The student volunteers are often just as easy to identify — they are dressed alike and may be carrying large brightly colored objects (to be used in icebreakers). These students are often ridiculed by their peers on campus for being “too energetic,” “too happy,” or just downright “annoying.” Even though their motivation is sometimes in question (early move-in, the influence, recruiting for student organizations, building a social network, etc), I respect them more than almost anyone that works in Student Affairs. They are the front line of our programs, often being asked to fulfill expectations far beyond what would be imaginable for 18-21 year olds in a volunteer position.
Next, add one serving of a formal welcome program.
This program is usually designed as a way for administration and faculty to welcome new students to their community. Placed near the beginning of the week and with the pomp and circumstance associated with a commencement ceremony, these students officially become members of the academy. More than anything, this is a wonderful opportunity to involve campus partners in the orientation experience. (I think that campus spam blockers have been upgraded to weed out any emails with the words “invite,” “welcome week,” and “late night” in them.)
Now, gently fold in some diversity programming.
Probably the most unique of all Welcome Week components, I can think of nothing else more responsive to the make-up of the student body, campus and local social values, political influences and comfort level of orientation staff/committee members. It is worthy of graduate school case studies discussing the balance between challenge and support.

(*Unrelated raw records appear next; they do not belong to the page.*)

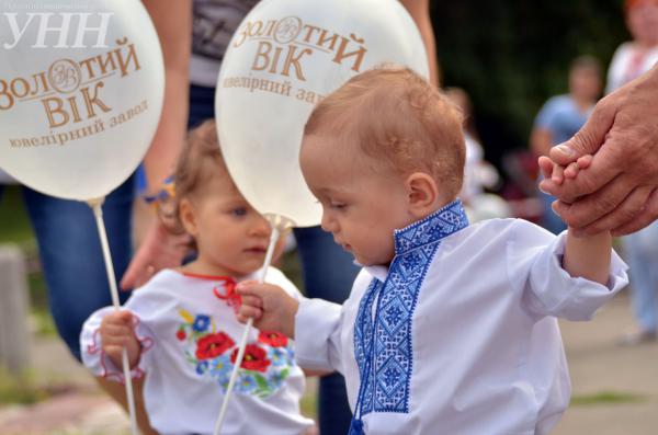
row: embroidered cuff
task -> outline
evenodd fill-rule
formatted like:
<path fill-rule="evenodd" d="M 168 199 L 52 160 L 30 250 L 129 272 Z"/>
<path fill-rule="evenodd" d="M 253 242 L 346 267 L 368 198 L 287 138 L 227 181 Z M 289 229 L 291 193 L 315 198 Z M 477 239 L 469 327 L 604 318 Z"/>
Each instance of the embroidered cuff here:
<path fill-rule="evenodd" d="M 80 351 L 82 363 L 94 376 L 123 384 L 125 382 L 123 368 L 121 366 L 116 367 L 103 351 L 100 333 L 101 321 L 113 311 L 113 307 L 105 307 L 95 311 L 87 319 L 80 333 Z M 135 313 L 133 314 L 135 316 Z M 146 363 L 144 356 L 154 346 L 154 340 L 139 319 L 137 317 L 135 319 L 135 335 L 141 345 L 141 351 L 139 364 L 131 370 L 131 378 L 139 379 L 145 373 Z"/>

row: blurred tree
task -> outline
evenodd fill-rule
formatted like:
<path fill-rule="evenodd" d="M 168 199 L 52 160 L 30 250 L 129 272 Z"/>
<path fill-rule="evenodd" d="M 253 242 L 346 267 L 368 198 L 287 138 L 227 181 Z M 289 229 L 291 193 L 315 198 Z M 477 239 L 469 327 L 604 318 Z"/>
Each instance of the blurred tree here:
<path fill-rule="evenodd" d="M 622 0 L 432 0 L 443 85 L 473 100 L 487 159 L 525 148 L 535 114 L 567 92 L 571 59 L 593 55 L 604 69 L 629 38 Z"/>

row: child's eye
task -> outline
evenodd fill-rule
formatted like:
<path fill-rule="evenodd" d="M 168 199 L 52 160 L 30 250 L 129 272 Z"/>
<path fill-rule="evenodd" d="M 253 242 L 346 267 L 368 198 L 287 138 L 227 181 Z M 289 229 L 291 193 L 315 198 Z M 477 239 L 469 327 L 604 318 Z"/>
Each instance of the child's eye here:
<path fill-rule="evenodd" d="M 230 214 L 237 217 L 247 216 L 247 207 L 236 207 L 230 210 Z"/>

For some spice, a pinch of University Athletics will do.
If you have a marching/pep band, it is a must. Be careful though, there is a high probability that it will not go as you planned with the Athletic Director or Athletics Event Coordinator. Coaches are paid the big bucks to make game time decisions. In front of the new students, filled with a lot of energy, and in an effort to increase attendance and support for all of the athletic teams on the roster – there are plenty of opportunities for “game time decisions.”

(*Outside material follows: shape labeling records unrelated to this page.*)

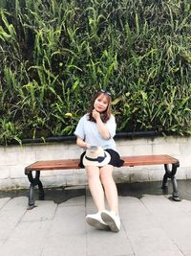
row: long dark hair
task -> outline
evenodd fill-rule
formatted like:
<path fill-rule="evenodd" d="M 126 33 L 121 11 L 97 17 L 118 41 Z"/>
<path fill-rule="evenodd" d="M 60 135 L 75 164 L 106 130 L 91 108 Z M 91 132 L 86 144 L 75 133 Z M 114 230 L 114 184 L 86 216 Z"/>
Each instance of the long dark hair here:
<path fill-rule="evenodd" d="M 90 111 L 89 111 L 89 121 L 96 122 L 96 120 L 93 117 L 93 110 L 95 109 L 94 105 L 95 105 L 95 101 L 96 100 L 96 98 L 99 97 L 101 94 L 106 96 L 106 99 L 108 101 L 108 106 L 107 106 L 106 110 L 100 113 L 101 121 L 103 123 L 106 123 L 111 117 L 112 97 L 107 92 L 97 91 L 95 94 L 93 101 L 91 103 Z"/>

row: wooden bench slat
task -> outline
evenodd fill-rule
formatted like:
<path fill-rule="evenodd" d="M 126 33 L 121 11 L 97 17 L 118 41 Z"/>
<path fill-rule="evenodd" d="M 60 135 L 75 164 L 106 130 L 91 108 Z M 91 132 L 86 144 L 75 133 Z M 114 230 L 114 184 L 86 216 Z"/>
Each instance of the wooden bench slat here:
<path fill-rule="evenodd" d="M 167 154 L 124 156 L 123 166 L 178 164 L 179 160 Z"/>
<path fill-rule="evenodd" d="M 166 155 L 138 155 L 138 156 L 122 156 L 124 160 L 123 166 L 140 166 L 140 165 L 159 165 L 159 164 L 179 164 L 179 160 Z M 61 159 L 61 160 L 47 160 L 37 161 L 25 168 L 25 173 L 28 174 L 32 171 L 51 171 L 61 169 L 79 169 L 79 159 Z"/>
<path fill-rule="evenodd" d="M 175 177 L 177 168 L 180 166 L 179 160 L 167 155 L 167 154 L 156 154 L 156 155 L 135 155 L 135 156 L 122 156 L 124 160 L 123 166 L 143 166 L 143 165 L 164 165 L 165 174 L 162 179 L 162 189 L 166 189 L 168 184 L 168 178 L 171 179 L 173 194 L 172 198 L 176 201 L 180 201 L 179 189 L 177 180 Z M 43 184 L 40 180 L 40 171 L 51 171 L 51 170 L 64 170 L 64 169 L 79 169 L 79 159 L 60 159 L 60 160 L 47 160 L 37 161 L 25 168 L 25 175 L 28 175 L 31 183 L 29 190 L 29 207 L 32 209 L 34 207 L 34 187 L 38 186 L 39 199 L 44 199 L 44 189 Z M 171 167 L 168 165 L 172 165 Z M 33 176 L 32 171 L 35 172 Z"/>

Finally, the secret ingredient…
I can’t tell you what that is because it’s a secret! But, you know what I’m talking about. It’s the pink elephant on the campus. Every campus has one… it can take the form of large unsanctioned parties off campus, student groups hosting events in hopes of recruiting new students, or alternative “orientation programs” presented by jaded upperclass students. You won’t find it on the Welcome Week schedule, but if you ask any current student they can tell you when it happens. You may find something on the schedule for that day and time… it was probably put there because of the secret ingredient.
Mix it all together and place in an oven at 90 to 100 degrees for three to five days, or until ready.
My favorite part is putting it all in the oven. Mostly because I don’t have to do anything, but also because now it just leaves me with anticipation of the deliciousness that will result. I don’t know what’s happening inside the oven, all I know is that if I’ve done everything that I’m supposed to my casserole will come out exactly as planned. We go through great lengths to plan a week of events for new students on our campuses. Within all of this, is an inherent trust that our campus community will do their part to achieve the desired result. We arm new students with the ingredients to be successful; we engaged them with information and entertainment (edutainment… if you will); we give them access to successful upperclass students, faculty and alumni; and, then we hope for the best.
I can’t think of anything more rewarding and anxiety producing all at the same time. Hopefully we’ve set the table for an incredibly meaningful college experience. Now that I’ve stepped away from the table, full and ready for a nap, it’s time to make some notes and adjust the recipe as needed. The best part of it all is that we can rest assured that none of us will be bringing the exact same dish to the next divisional potluck.